In conclusion, and with the intention not of closing, but rather of opening up the debate, I should like to mention some of the measures which are required if further progress is to be made:
- The Treaties must be made more readable and more coherent by doing away with the jungle of Community provisions which are too often used as an excuse for a lack of political will or the perpetuation of the status quo.
- The Charter of Fundamental Rights must be taken into account from the start of the process of drafting new legislative measures, regardless of whether they fall within the scope of Community law or the second or third pillars.
The measures taken in recent days by the Commission and by the European Parliament in respect of its Rules of Procedure demonstrate our shared determination to act with that aim in view.

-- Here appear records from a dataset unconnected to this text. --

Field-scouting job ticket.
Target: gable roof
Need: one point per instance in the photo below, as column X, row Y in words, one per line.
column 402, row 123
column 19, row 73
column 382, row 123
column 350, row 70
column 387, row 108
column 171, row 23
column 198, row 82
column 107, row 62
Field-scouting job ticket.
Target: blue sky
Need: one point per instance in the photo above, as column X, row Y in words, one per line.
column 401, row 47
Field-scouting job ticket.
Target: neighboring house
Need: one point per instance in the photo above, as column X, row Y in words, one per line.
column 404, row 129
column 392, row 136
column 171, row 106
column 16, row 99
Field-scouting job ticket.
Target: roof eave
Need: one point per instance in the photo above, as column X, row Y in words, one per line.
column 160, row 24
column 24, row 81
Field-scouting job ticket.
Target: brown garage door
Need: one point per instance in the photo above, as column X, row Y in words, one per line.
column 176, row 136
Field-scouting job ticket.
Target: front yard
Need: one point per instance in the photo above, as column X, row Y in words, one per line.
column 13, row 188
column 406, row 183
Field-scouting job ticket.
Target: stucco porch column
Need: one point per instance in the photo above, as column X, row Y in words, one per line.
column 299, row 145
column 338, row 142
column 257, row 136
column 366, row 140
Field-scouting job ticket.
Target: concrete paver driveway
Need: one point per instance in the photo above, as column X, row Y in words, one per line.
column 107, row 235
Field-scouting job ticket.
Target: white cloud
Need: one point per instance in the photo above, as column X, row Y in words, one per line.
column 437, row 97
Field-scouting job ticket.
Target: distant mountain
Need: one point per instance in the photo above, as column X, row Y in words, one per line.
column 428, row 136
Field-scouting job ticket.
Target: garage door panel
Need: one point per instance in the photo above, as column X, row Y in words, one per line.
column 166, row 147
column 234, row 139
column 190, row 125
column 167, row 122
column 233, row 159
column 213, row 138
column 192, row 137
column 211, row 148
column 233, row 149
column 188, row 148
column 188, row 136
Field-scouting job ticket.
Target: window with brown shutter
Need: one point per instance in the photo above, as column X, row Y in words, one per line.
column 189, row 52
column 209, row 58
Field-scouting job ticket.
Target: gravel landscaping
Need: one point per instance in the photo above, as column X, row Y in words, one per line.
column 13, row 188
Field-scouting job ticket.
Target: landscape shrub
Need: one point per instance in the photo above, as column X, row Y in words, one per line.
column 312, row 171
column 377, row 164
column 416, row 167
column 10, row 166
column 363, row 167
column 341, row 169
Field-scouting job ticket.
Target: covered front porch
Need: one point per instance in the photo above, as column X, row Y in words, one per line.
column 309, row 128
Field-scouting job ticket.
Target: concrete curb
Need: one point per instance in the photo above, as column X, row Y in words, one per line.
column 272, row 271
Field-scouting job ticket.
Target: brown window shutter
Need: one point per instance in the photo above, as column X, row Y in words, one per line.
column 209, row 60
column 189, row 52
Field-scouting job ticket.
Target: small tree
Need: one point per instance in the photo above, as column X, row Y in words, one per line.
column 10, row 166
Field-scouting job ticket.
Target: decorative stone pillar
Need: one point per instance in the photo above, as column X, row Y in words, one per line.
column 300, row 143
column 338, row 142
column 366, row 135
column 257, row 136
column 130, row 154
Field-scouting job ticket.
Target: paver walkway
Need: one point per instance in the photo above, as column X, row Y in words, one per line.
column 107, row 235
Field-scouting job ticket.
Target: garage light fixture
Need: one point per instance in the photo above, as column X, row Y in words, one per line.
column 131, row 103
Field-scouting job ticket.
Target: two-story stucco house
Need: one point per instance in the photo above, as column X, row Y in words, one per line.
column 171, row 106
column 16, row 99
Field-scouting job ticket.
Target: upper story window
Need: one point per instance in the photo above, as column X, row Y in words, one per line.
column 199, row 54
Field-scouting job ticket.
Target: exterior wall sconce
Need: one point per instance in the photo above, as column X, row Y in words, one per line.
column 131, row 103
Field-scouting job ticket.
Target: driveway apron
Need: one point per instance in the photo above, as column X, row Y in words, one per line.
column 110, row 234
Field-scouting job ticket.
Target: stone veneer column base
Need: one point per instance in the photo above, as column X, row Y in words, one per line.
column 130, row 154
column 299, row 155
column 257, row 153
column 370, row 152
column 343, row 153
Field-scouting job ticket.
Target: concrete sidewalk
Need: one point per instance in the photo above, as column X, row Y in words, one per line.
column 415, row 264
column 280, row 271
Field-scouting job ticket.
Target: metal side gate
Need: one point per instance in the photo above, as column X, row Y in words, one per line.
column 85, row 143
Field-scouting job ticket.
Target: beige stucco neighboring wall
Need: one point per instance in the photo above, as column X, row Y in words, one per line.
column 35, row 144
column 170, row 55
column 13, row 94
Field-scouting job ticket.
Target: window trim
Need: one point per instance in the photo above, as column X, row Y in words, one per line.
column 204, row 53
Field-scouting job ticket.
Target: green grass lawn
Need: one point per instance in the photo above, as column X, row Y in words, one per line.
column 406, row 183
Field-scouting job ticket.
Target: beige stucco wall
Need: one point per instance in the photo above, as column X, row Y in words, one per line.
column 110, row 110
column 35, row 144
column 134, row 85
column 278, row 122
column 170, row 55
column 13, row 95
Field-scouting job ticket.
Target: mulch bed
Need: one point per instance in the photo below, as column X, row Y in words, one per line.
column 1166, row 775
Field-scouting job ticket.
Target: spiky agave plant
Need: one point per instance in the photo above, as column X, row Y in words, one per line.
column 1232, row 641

By the same token, the Charter will be Parliament's point of reference for its annual reports on respect for fundamental rights in the Union.
- In that connection, it is important that Parliament should be able to draw on more effective contributions from the national parliaments, representatives of civil society and lawyers who are monitoring closely the development of fundamental rights in the Member States and applicant countries.
A proposal for a corresponding change to our Rules of Procedure is currently under consideration.
- It is also important that the Commission, without waiting for the implementation of the Treaty of Nice, should reorganise its departments so that it is in a position to prevent serious violations of fundamental rights in the Member States, in particular by allocating responsibility for this area to one of the members of the College.
- As regards the area of freedom, security and justice, it is essential that, prior to the Laeken mid-term review of progress towards the achievement of the Tampere priorities, practical solutions should have been found to the unresolved issues, such as Community policy on immigration and the implementation of the principle of the mutual recognition of judicial decisions in civil and criminal matters, measures which the public is impatient to see.
- With the same aim in view, it is essential that EUROJUST should make a start with its work and that the uncertainties surrounding EUROPOL should be clarified.
These are only a few examples of future measures, but they serve to demonstrate our determination to move on from promises and declarations, however formal they may be, to the decisions and acts which all the citizens of a united Europe are looking to us to implement.